Легкий очень заинтересовался: он об аде и рае, оказывается, почти ничего не знал. Дядя Тихонок кое-что говорил ему о святых и грешниках — Тихонок очень богомольный, почти каждое воскресенье ездит на Вороном в село Бацкено в церковь, — но он неграмотный, того не знает, что я узнал из книг. И притом же дядя больше стращал Легкого адом, куда после смерти попадают все грешники. Там их черти мучают, сажают в котел с кипящей смолой, колют раскаленными вилами. Тихонок говорил, что Легкому не миновать ада, если только он не утихомирится, не перестанет озорничать, — черти давно ждут его не дождутся. Я же говорю Легкому, что не все грешники после смерти попадают в лапы к чертям: те, которые раскаются в своих грехах, хотя бы перед самой смертью, вместо ада идут прямехонько в рай, а вот такие, как Семен Столпник, поголодав хорошенько, живыми туда переселяются. У Легкого даже глаза разгорелись. Он слушает меня внимательно. Я нарочно прочел вслух то место, где ангелы прилетают к Семену Столпнику и уносят его на небо.

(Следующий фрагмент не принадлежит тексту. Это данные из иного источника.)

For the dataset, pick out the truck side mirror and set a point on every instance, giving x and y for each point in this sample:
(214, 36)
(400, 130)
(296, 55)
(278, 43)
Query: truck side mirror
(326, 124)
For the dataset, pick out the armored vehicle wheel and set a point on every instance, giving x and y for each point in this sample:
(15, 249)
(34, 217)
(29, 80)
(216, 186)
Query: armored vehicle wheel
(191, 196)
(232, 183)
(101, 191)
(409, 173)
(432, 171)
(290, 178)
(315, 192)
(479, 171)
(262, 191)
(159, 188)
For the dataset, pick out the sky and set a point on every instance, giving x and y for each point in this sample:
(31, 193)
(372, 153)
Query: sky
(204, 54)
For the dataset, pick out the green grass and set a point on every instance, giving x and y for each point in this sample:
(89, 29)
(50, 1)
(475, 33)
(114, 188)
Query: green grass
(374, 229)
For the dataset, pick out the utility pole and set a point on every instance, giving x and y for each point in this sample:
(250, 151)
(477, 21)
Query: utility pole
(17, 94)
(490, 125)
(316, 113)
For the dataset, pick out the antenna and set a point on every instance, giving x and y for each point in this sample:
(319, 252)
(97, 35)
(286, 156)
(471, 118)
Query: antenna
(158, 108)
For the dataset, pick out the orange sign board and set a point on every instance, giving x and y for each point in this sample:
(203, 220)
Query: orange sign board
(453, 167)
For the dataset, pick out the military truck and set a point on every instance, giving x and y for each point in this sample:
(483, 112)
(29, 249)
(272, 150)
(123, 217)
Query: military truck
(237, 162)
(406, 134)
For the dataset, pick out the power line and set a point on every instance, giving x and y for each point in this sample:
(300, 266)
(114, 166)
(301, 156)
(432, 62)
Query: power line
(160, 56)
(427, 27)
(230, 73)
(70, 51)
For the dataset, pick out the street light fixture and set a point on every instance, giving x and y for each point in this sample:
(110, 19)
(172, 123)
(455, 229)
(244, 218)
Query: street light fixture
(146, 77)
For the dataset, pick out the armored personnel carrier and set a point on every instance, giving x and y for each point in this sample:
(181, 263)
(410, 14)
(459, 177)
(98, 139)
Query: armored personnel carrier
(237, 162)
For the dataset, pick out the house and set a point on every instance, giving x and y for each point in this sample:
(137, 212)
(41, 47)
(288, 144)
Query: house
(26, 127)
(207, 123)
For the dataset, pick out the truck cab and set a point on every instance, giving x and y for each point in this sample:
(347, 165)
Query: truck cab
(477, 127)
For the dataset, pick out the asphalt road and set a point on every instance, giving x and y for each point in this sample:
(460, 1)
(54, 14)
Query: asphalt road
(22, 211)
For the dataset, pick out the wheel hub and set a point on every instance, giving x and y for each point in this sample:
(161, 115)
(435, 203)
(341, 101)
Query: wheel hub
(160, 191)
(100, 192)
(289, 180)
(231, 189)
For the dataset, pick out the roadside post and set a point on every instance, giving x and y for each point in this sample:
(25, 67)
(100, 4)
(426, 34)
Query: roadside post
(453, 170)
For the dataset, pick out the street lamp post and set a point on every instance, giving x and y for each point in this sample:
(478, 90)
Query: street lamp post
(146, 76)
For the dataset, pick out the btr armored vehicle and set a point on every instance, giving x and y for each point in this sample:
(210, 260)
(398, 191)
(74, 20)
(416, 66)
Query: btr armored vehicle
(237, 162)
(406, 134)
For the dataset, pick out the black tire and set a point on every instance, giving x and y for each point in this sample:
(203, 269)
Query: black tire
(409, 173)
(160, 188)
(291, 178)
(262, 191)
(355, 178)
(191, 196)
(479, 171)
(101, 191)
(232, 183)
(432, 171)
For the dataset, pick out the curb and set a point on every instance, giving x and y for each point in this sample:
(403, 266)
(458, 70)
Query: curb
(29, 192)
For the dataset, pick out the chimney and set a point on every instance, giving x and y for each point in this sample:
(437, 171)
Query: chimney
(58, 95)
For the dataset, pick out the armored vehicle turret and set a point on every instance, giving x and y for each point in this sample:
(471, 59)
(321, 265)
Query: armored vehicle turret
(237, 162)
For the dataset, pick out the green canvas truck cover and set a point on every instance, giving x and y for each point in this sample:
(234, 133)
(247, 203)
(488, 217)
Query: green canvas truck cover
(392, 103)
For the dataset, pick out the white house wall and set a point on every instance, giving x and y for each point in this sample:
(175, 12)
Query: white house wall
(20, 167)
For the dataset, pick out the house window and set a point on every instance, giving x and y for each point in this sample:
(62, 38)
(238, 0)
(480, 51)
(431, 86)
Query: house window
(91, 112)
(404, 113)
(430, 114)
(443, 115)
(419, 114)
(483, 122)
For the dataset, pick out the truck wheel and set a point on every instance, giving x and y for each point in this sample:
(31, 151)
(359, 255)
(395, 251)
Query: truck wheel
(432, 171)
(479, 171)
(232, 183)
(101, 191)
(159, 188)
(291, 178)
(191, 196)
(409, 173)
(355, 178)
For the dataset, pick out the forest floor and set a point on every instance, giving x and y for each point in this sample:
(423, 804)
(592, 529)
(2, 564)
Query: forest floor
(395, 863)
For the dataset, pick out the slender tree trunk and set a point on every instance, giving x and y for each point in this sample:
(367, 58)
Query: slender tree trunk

— Вот это здорово, вот это лихо! — говорит Легкий. — Молодец Семен этот! Как он ловко на небо живым угодил. Я слыхал, что только мертвому туда можно попасть, а оказывается, и живые пролезают.

— Да еще как пролезают-то! — замечаю я.

— Знаешь что, Федя…

— Что?

— Я приведу завтра к тебе своих ребят, ты нам опять расскажешь про это. Ладно?

— Ладно.

Он ушел, а я от радости места не нахожу. Наконец-то и я буду чем-то полезен Легкому и его ребятам! Я им буду рассказывать про все, что сам узнаю из книг. Никогда бы я не подумал, что книжки могут меня выручить.

На следующий день Легкий опять является ко мне, но уже не один: пришли с ним также ребята.

— Ну, Федя, рассказывай, как обещал!

И я опять рассказываю про небо и рай, про Семена Столпника. Всем интересно, один Леник ничего не понял, глуп он еще.

— А знаете, ребята, что я надумал? — говорит Легкий.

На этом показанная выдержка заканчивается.